A note to Eartha Kitt

Dear Ms. Kitt,

I’ve long admired the character of you. Your song. Your acting. Your spirit. And now, your love of nature; it was the one thing that I’d not known about before. And now I do.

I loved your story about your experience as a child, being one that roamed and explored, easily happy in being alone. And I was like that, and I am like that.

And I did (and do) love the hymenoptera: the vespid(ae), the solitary and paper wasps, the masons. All of them in that class I love, and do savor. And they are all the same in their taxonomic grouping, yet they are, as well, all different. Even ants number among them.

But like you, the one thing that I do love is the architecture of their making. So as I wander the island, the neighborhood, the woods, I’ve become a expert sighter of those nests — either live and active, or silent in winter. And if they are live; I’ll watch them, and wait till the cooler seasons come. The queens (the foundress) quiet in hibernation, the drones die out. Friends find them for me as well.

I’ve watched them from the opening single cell, one little egg, one tiny larva, to colonies in Costa Rica that as a big as a kneeling catcher at homeplate sitting atop a tree. I’ve seen grand cascading honeycombs in the jungles of Cambodia, and tiny little miniature water wasps nests in the tree tops of Central America, underground bumblebee galleries and the single bored home (and holes) of the giant black bees of Bali.
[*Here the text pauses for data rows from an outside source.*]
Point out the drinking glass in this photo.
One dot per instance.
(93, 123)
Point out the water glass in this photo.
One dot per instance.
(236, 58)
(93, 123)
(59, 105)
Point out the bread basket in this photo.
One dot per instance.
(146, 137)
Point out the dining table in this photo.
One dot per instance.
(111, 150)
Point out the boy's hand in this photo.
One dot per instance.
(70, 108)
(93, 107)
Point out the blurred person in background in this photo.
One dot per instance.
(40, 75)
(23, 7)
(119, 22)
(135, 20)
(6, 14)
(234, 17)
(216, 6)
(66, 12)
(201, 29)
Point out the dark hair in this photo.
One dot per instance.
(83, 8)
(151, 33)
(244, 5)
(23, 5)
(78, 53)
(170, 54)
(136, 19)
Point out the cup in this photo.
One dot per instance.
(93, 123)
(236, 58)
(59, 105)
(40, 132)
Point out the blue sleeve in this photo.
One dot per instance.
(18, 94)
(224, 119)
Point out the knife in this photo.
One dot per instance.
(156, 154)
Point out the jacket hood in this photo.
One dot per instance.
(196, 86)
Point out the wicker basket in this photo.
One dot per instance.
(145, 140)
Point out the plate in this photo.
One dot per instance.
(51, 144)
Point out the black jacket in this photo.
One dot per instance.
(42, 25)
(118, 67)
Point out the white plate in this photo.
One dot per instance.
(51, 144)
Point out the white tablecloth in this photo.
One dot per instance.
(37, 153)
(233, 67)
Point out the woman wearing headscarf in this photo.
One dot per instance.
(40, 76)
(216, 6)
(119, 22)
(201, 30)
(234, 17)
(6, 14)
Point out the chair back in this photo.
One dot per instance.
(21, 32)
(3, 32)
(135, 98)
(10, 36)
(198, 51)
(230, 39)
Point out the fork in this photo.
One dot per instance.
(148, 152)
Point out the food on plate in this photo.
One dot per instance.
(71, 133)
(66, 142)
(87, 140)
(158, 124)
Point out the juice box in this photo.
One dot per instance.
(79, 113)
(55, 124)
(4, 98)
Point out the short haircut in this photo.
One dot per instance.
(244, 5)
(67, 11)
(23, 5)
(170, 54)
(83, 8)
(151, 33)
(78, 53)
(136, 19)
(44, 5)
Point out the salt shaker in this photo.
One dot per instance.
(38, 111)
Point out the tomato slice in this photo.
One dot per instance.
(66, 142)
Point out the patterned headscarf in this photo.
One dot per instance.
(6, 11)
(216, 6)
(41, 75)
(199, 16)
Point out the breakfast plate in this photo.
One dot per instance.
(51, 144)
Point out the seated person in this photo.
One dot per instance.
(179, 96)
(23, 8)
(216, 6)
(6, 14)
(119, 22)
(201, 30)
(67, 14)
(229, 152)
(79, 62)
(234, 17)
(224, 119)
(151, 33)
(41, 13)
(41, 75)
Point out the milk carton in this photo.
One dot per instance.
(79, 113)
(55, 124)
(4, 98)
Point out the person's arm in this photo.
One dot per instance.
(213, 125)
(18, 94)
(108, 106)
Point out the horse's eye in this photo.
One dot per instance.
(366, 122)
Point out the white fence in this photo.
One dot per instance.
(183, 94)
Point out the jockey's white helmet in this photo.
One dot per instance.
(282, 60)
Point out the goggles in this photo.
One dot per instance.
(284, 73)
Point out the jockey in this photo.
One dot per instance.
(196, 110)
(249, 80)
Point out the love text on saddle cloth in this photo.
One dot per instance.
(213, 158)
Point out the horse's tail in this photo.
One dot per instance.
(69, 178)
I’ve spied hanging angry firewasp nests (just as I was reaching out to climb higher) in the swamps of Kauai, and like you, I’ve run like hell to escape the stringing (and stinging) scented attack line of black and white bald-faced wasps chasing me through the forest. I can watch the breeze for wasp lines and follow that winged corridor to a nest. Like you, I’d imagine.

Being one of those people that learned to see in and recognize those warning colors, I’ve not been stung in decades.

But I love how they build their colonies — whatever the type — and friends and family have contributed to these, at my island house, which is up north of Seattle, by some 80 miles.

Here are some images of what they look like, installed.

Who knows, perhaps one day we’ll meet?